Microsoft is attributing the WGA problems to "human error," according to a new August 28 blog posting by WGA Senior Product Manager Alex Kochis. Kochis explains on the WGA blog:
"Nothing more than human error started it all. Pre-production code was sent to production servers. The production servers had not yet been upgraded with a recent change to enable stronger encryption/decryption of product keys during the activation and validation processes. The result of this is that the production servers declined activation and validation requests that should have passed."
Windows XP and Windows Vista activation and validation were both impacted as a result. Kochis said Microsoft actually fixed the activation problem in less than 30 minutes, but "the effect of the preproduction code on our validation service continued after the rollback took place."

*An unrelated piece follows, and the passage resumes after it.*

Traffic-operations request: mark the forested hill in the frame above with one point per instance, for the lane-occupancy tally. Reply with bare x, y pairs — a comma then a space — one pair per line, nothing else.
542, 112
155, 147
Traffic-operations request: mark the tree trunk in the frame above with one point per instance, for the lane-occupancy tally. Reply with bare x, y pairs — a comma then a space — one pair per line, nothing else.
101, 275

Kochis noted this past weekend's WGA problems have resulted in Microsoft putting some new systems in place, including improved monitoring capabilities "to alert us much sooner hould anything like this happen again." He said Microsoft also is working on increasing the speed of escalations and "adding checkpoints before changes can be made to production servers."
While it's admirable that Microsoft hasn't attempted to sweep this incident under the rug and has continued to follow through on the WGA blog with updates, there are still a number of things about this past weekend's meltdown that are troubling. Kochis' insistence that the WGA mess was not "an outage" is one such sticking point. On August 28, Kochis said:
"It's important to clarify that this event was not an outage. Our system is designed to default to genuine if the service is disrupted or unavailable. In other words, we designed WGA to give the benefit of the doubt to our customers. If our servers are down, your system will pass validation every time. This event was not the same as an outage because in this case the trusted source of validations itself responded incorrectly."
Outage or no outage, users reported that they were incorrectly identified as running "non-Genuine" versions of XP and Vista. In the case of Vista users, their Aero interfaces were disabled. They were considered guilty, not innocent. This presumption goes to the very heart of why WGA, as it is currently designed, is unpopular not just with Microsoft critics, but many customers, too.